Disposing of a used vehicle has its own environmental consequences, too. And where are you going to throw those used batteries once we've fed all the ocean eels? Etc, etc.
I certainly don't trust a Tesla to outperform a Toyota or a Ford over the full 173,151 miles either. If your EV just plotzes on you, the math gets even worse.
I'm sure Biden banning Chinese EV imports will help this.
The feds: we want to transition to electric cars!

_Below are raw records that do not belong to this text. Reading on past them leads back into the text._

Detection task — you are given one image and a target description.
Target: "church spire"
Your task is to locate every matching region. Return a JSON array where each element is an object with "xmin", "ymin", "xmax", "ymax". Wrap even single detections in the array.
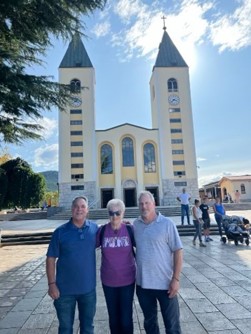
[
  {"xmin": 154, "ymin": 21, "xmax": 188, "ymax": 68},
  {"xmin": 59, "ymin": 32, "xmax": 93, "ymax": 68}
]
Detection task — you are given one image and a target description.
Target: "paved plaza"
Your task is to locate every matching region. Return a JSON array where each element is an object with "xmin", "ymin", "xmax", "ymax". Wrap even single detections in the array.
[{"xmin": 0, "ymin": 212, "xmax": 251, "ymax": 334}]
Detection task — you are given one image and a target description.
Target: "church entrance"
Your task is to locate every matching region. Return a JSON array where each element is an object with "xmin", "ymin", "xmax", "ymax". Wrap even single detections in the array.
[
  {"xmin": 101, "ymin": 189, "xmax": 113, "ymax": 208},
  {"xmin": 146, "ymin": 187, "xmax": 159, "ymax": 206},
  {"xmin": 124, "ymin": 188, "xmax": 137, "ymax": 208}
]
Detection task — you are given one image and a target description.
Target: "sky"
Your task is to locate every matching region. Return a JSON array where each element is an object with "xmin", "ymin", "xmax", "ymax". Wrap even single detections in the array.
[{"xmin": 2, "ymin": 0, "xmax": 251, "ymax": 187}]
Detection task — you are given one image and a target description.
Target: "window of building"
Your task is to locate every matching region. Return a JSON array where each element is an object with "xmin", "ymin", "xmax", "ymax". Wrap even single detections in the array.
[
  {"xmin": 169, "ymin": 108, "xmax": 180, "ymax": 113},
  {"xmin": 144, "ymin": 143, "xmax": 156, "ymax": 173},
  {"xmin": 167, "ymin": 78, "xmax": 178, "ymax": 92},
  {"xmin": 70, "ymin": 79, "xmax": 81, "ymax": 94},
  {"xmin": 100, "ymin": 144, "xmax": 113, "ymax": 174},
  {"xmin": 71, "ymin": 174, "xmax": 84, "ymax": 180},
  {"xmin": 171, "ymin": 138, "xmax": 183, "ymax": 144},
  {"xmin": 122, "ymin": 137, "xmax": 134, "ymax": 167},
  {"xmin": 71, "ymin": 131, "xmax": 83, "ymax": 136},
  {"xmin": 70, "ymin": 119, "xmax": 83, "ymax": 125},
  {"xmin": 170, "ymin": 118, "xmax": 181, "ymax": 123},
  {"xmin": 71, "ymin": 152, "xmax": 84, "ymax": 158},
  {"xmin": 71, "ymin": 141, "xmax": 83, "ymax": 146},
  {"xmin": 172, "ymin": 150, "xmax": 184, "ymax": 154},
  {"xmin": 174, "ymin": 182, "xmax": 187, "ymax": 187},
  {"xmin": 173, "ymin": 171, "xmax": 186, "ymax": 176},
  {"xmin": 71, "ymin": 186, "xmax": 85, "ymax": 190},
  {"xmin": 173, "ymin": 160, "xmax": 185, "ymax": 166},
  {"xmin": 241, "ymin": 184, "xmax": 246, "ymax": 194},
  {"xmin": 70, "ymin": 109, "xmax": 82, "ymax": 115},
  {"xmin": 71, "ymin": 164, "xmax": 84, "ymax": 168}
]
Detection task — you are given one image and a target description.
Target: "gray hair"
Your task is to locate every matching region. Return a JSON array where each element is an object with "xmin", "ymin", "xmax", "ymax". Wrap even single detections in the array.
[
  {"xmin": 71, "ymin": 196, "xmax": 88, "ymax": 208},
  {"xmin": 106, "ymin": 198, "xmax": 125, "ymax": 212},
  {"xmin": 138, "ymin": 190, "xmax": 155, "ymax": 203}
]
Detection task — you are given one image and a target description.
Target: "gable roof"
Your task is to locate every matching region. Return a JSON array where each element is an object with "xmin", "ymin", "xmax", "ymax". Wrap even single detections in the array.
[
  {"xmin": 59, "ymin": 33, "xmax": 93, "ymax": 68},
  {"xmin": 153, "ymin": 29, "xmax": 188, "ymax": 68}
]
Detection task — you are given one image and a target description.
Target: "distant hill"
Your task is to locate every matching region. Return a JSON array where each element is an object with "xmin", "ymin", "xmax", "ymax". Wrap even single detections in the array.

Also the feds: no we will not build any charging infrastructure
Anything besides Tesla is a non starter, you’re lucky to get one charging station every couple hundred miles and even luckier to have it work
So shit in fact that other manufacturers are trying to strike deals with Tesla to use their charging network, which is fucking insane, to grant a monopoly on charging to Tesla
If the feds were serious they would nationalize the Tesla network (HA!) or define a national standard and finance development of the network like the TVA. It is a good skilled jobs program
Note that for the cities with =>10%, they’re almost all either southern cities or central to north cities with relatively temperate climates (Denver being the exception), mostly Western US too. Part of that is likely to be that those are the places where it’s easier to build out the EV infrastructure, but I also suspect this is reflective of worries about battery efficiency/charge times in colder environments (more than half of the cities in the bottom twenty are northern cities).
See I was thinking more “Dale you giblet head, we live in Texas, it’s already 110 in the summer and if it gets 1 degree hotter I’m gonna kick your ass”
That second graph...
"gas and diesel" vs "gas and diesel but we added a hamster wheel" vs actually electric and therefore full of rare earth metals and explody bits
Places with money
Places with less money
Places with no money
I think I've seen one charging station in my area, once. If your residential wiring isn't very good, and you can't charge your car as easily as you can stop at one of the half dozen gas stations within a quarter mile, an electric car isn't going to be very compelling or practical. The infrastructure just doesn't exist in a lot of America for everybody to just have electric cars yet.